Back in San Diego, his first sub was the USS Chopper.
Because World War II veterans were returning to peacetime lives, the subs were operating with half crews.
“There was never a dull moment,” he says.
He later served on a sub tender, a ship that supplied the boats, before moving on to temporary duty on the USS Pomodon, which set an underwater speed record while “it made us bounce around like a cork.”
As “writer” on the sub, Bailey dealt with records and correspondence.
“That included court-martials,” he says, adding that they were rare on subs — “unless somebody did something pretty bad.”

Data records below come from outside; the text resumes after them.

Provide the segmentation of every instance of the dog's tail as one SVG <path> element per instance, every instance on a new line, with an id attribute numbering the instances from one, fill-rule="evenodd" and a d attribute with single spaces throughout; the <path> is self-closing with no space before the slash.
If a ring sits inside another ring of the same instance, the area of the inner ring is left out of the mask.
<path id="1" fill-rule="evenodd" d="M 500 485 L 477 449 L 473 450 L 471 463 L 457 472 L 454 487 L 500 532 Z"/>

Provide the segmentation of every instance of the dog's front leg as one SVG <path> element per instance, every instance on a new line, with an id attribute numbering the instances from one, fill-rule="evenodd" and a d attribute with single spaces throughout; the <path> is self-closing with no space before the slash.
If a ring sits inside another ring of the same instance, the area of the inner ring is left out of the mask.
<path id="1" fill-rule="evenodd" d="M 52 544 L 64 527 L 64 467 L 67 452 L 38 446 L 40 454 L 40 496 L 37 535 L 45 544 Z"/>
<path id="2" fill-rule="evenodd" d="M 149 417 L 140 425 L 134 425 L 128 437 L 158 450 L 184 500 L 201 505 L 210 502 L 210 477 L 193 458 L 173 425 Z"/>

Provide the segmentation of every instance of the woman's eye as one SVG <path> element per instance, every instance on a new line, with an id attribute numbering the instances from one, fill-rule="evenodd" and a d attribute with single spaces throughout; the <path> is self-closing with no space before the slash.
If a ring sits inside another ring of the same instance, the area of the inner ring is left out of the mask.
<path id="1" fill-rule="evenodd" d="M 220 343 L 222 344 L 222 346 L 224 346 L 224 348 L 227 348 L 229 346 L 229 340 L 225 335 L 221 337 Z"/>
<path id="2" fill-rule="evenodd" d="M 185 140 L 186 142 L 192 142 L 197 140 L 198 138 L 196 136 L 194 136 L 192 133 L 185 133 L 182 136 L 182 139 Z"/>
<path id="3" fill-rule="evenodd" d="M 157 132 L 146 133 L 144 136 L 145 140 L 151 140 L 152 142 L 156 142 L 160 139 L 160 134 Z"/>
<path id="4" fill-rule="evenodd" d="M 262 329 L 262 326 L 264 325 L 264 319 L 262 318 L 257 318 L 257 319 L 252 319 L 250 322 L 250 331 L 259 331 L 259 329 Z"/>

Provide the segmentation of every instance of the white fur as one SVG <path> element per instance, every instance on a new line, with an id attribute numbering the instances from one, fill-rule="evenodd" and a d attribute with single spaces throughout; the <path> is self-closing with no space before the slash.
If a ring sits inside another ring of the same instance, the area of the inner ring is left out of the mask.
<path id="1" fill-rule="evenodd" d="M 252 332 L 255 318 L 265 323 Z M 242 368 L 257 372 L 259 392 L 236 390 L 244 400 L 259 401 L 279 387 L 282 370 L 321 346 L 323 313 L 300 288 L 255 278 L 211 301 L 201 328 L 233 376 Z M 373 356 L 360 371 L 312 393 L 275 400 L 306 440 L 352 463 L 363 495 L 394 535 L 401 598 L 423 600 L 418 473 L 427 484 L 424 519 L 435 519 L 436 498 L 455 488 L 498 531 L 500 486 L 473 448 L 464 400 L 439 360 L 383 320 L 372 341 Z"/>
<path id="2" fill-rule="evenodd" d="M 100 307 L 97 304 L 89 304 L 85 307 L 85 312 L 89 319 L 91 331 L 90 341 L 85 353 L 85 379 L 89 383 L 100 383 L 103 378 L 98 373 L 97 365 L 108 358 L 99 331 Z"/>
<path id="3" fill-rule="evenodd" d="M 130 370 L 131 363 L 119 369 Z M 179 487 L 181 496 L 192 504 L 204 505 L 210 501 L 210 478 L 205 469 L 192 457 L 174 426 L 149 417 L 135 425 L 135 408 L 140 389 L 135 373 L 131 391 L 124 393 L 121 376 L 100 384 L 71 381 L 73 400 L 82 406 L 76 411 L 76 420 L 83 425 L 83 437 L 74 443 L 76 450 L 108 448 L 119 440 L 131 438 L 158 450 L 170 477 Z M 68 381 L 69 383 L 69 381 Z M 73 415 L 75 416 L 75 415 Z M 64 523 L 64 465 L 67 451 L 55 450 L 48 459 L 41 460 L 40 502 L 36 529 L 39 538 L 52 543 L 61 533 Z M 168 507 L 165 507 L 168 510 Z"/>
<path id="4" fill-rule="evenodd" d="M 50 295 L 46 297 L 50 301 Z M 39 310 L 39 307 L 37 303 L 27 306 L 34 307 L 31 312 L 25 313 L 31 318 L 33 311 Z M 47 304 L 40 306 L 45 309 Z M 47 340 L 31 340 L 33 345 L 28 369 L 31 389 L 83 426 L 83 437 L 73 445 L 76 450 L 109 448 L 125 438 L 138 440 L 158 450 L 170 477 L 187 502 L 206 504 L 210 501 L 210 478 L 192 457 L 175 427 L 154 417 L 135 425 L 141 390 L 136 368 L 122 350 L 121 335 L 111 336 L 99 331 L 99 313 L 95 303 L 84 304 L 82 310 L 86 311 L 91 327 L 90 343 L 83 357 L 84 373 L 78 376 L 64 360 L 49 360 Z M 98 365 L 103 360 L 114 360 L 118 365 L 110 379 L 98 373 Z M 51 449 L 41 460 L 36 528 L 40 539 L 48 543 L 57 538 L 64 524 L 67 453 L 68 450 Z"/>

His service on the USS Carbonero involved the original guided missile program. Each boat had one missile, and at first, he says, they couldn’t be fired from depth.
The testing was at Port Hueneme, Calif., unless seas were too rough. Eventually, it was moved to Pearl Harbor, Hawaii, where Bailey says conditions were better.
At the start of the Korean War, the Carbonero received orders to sail there, but the order was canceled. Shortly thereafter, Bailey was promoted to chief petty officer in San Diego.
His next assignment was in the Office of the Chief of Naval Operations at the Pentagon. He didn’t care for the muggy summers of Washington, D.C.
As an intelligence officer in Turkey, he went to Ankara, where he thought he’d be stationed, but ended up in Istanbul, where code-breaking technology was inferior. All the code machine training was wasted, he says.
But he did take photographs of Russian ships that proved useful to his superiors.
Bailey’s most dangerous moment turned out not to be on a sub.
Making a courier trip to Ankara, he returned on a military flight to Istanbul.
The pilot received take-off clearance, started down the runway, but had to shut down after losing one engine. The next plane was cleared for takeoff.
Over the Sea of Marmara, Bailey was seated in front of the emergency escape hatch.
It came open.
And Bailey nearly fell out of the plane when “the guy next to me pulled me back in.”
After that, he begged out of courier missions.
After his ROTC stint, Bailey retired from the Navy as a chief yeoman.
But he didn’t stop working. He worked at the J.C. Penney store in downtown Champaign (now The News-Gazette building) and later supervised the store room for the UI chemistry department.
He and wife Virginia raised three children.